[Part 1 looks at error concealment strategies and error resilient coding for waveform and CELP speech codecs. Part 2 examines loss concealment techniques for overlapped transform based codecs.]
3.5 FORWARD ERROR CORRECTION TECHNIQUES FOR SPEECH
In the previous sections, we discussed several error concealment techniques, targeted at alleviating the
consequences of packet losses. Some of these techniques are reasonably effective and will provide quite adequate speech quality, especially at low loss rates. Nevertheless, as the loss rates increase, concealment becomes increasingly hard and is prone to leave a number of artifacts. For this reason, Forward Error Correction (FEC) is often used - either in isolation or as a complementary measure - against packet losses.

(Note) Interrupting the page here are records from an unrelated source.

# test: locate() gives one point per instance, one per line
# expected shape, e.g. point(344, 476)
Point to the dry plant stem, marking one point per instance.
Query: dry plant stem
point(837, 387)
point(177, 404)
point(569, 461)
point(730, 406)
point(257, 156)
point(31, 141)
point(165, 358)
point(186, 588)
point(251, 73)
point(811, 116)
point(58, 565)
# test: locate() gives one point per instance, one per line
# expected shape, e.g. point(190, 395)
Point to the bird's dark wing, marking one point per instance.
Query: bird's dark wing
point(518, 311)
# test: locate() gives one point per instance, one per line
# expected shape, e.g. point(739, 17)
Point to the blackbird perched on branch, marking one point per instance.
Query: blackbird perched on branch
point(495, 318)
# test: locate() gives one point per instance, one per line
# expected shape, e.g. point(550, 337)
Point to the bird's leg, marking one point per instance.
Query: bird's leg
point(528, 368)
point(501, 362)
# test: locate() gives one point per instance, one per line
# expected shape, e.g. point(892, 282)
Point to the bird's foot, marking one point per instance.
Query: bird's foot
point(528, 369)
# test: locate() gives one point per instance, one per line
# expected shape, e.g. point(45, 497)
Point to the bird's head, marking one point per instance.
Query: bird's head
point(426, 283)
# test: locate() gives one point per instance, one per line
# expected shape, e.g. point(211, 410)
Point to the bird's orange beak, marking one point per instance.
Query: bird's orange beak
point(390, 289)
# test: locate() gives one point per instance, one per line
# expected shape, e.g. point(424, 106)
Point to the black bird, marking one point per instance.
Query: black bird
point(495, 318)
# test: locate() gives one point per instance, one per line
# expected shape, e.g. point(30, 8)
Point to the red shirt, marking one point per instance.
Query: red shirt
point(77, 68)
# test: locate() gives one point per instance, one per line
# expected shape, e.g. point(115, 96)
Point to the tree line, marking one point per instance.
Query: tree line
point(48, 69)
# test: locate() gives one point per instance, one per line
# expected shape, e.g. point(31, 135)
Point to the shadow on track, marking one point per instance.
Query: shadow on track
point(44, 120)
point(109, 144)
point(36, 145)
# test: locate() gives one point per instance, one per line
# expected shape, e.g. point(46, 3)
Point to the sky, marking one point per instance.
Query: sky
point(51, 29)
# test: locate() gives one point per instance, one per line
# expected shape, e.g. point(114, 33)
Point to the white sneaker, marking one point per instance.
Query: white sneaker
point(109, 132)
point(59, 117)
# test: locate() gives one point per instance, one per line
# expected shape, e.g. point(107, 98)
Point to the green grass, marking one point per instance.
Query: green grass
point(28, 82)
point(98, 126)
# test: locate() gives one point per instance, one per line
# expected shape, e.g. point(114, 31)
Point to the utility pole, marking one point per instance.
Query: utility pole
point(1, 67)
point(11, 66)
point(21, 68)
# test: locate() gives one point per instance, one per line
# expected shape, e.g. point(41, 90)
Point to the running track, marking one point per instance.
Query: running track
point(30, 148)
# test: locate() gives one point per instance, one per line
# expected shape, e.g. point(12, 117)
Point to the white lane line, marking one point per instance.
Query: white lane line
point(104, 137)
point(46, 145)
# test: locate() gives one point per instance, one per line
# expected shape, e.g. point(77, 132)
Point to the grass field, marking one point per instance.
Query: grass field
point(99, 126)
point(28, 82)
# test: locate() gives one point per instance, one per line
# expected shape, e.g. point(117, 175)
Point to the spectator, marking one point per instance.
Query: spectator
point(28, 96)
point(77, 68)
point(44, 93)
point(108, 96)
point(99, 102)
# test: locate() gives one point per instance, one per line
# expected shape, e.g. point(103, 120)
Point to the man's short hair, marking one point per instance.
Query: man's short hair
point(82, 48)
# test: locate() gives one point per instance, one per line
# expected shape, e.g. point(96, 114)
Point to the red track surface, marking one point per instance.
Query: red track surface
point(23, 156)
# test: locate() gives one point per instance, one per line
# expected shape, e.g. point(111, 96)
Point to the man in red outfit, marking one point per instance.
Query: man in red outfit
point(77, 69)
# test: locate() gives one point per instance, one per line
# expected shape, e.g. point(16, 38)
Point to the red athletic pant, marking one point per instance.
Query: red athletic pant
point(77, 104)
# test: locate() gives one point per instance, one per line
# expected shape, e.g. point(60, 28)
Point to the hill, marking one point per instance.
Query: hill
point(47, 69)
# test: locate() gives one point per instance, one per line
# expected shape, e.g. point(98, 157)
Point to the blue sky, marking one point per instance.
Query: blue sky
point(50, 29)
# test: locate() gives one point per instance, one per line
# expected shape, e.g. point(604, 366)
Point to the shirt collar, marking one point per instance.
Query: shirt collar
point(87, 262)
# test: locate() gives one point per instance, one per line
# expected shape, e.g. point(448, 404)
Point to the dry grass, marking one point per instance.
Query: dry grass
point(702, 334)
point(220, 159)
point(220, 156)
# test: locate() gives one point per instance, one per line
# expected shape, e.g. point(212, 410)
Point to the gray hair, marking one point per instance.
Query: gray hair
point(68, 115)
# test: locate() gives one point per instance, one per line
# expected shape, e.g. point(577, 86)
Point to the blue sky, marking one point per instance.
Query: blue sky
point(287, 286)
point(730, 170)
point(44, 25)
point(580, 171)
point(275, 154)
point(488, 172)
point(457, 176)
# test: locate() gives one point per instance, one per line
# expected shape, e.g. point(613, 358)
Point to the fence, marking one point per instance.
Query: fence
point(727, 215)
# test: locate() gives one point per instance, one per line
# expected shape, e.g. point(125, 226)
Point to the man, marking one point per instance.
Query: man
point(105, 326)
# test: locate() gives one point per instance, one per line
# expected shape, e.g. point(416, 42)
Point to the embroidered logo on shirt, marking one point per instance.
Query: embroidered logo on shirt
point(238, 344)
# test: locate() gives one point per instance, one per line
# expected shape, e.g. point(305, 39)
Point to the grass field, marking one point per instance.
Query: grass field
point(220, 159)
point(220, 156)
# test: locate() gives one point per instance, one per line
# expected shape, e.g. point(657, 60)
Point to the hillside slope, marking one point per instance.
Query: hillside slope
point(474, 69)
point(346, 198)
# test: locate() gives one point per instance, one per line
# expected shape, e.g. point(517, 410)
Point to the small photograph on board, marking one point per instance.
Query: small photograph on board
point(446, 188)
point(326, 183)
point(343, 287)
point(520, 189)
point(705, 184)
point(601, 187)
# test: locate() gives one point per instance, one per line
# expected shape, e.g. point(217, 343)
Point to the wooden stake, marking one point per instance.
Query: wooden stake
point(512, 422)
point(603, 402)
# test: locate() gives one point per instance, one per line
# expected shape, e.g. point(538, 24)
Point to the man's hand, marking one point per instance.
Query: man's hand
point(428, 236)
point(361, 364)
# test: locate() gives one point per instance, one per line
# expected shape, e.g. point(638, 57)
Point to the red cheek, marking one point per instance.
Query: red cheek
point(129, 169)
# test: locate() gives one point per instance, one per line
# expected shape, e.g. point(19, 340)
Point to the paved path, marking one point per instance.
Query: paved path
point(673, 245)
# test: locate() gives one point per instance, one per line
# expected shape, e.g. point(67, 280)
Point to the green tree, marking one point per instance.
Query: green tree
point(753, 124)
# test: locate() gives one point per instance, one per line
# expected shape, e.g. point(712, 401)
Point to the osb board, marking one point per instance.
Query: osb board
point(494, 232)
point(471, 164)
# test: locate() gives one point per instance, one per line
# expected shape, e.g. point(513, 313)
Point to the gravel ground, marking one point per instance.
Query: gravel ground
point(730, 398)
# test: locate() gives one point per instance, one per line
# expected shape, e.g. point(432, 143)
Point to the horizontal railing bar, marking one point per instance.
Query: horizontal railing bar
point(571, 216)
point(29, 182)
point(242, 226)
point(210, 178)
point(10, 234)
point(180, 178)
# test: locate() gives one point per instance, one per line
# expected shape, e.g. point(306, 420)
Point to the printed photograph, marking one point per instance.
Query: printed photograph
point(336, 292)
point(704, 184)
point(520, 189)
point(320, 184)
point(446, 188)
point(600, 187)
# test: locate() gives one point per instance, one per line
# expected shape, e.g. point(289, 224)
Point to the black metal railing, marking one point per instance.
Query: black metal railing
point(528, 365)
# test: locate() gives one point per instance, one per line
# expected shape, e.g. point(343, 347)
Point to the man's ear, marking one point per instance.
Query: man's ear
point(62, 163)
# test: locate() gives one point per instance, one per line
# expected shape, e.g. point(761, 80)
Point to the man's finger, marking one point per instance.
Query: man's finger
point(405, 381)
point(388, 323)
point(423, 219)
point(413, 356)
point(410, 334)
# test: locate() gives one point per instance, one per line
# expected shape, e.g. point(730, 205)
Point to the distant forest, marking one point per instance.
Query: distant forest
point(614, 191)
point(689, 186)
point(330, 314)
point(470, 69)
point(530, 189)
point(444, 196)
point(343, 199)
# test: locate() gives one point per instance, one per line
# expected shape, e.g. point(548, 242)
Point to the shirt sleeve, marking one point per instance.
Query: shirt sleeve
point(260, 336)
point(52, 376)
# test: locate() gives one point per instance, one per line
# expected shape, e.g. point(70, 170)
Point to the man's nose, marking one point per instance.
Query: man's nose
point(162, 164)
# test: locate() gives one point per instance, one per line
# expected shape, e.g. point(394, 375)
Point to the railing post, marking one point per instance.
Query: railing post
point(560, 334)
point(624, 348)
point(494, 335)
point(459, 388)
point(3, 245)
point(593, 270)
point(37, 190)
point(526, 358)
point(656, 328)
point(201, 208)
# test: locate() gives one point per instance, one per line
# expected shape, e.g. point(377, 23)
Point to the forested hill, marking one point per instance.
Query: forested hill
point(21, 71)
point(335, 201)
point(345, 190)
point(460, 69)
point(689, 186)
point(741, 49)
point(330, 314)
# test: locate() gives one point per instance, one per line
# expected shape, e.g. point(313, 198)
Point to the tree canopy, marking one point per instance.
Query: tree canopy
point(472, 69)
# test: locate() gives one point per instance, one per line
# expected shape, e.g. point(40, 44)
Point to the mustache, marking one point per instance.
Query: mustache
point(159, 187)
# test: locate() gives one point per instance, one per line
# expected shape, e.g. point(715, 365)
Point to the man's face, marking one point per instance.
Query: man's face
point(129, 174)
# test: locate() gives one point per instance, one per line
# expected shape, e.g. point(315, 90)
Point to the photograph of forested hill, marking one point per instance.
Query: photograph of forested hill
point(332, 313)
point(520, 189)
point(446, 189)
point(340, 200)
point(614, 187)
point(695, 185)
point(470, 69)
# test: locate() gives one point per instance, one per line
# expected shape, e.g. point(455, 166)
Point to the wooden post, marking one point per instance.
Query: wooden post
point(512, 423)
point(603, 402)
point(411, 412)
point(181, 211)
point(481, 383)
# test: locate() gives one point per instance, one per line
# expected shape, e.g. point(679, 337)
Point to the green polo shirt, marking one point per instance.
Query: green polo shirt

FEC techniques can range from simple packet replication techniques to more elaborate schemes, including media-dependent FEC. In this section, we discuss media-dependent FEC and present a framework for optimum rate distortion bit allocation. We will also present a case study based on the AMR-WB codec [6]. More general FEC methods can be found in Chapters 7 and 9.
3.5.1 Delay and FEC
Generally speaking, FEC schemes allow the receiver to correctly decode a message, even if some of the packets are lost. This is done by adding redundant information to the stream. The information can be included in a separate packet, or appended to existing packets. For example, one could send a parity packet after every three data packets, as illustrated in Figure 3.6.
FIGURE 3.6: FEC example with a 4:3 redundancy. Each fourth block is an XOR of the previous three blocks.
In this scheme, if one of the three packets is lost, one can use the parity packet to recover the original information without loss. This increase in robustness is useful, but it also increases the bandwidth requirement by 33% (by sending one extra packet for every three original packets). Furthermore, there is also a delay cost: if the first of the three packets is lost, the receiver has to wait until receiving the parity packet before decoding the lost packet. In this example, this would add an extra two-frame delay. Partially to reduce this added delay, most FEC schemes for real-time communication simply repeat the packet.
More information about standard FEC techniques will be discussed in Chapters 7 and 9. But for now, let's simply mention that using an FEC code that spreads over N blocks will essentially add up to N blocks delay. For this reason it is highly desirable for FEC codes to spread the smallest number of blocks possible.
3.5.2 Media-Dependent FEC
As we mentioned, it is desirable that the FEC technique introduces as little extra delay as possible. Ideally, we would like FEC codes that spread only a single block. Unfortunately, under the traditional FEC techniques, the only such "code" available is packet repetition. That happens because traditional FEC try to protect the bits of the message. When one is sending media, protecting individual bits is not as important anymore, but instead, the idea is to protect the signal. In other words, a rate"distortion trade-off can now be applied. Looked at from this point of view, packet repetition is clearly suboptimal. For example, in a 10% loss scenario, the error correction information is only used 10% of the time and yet uses the same rate as the primary packet.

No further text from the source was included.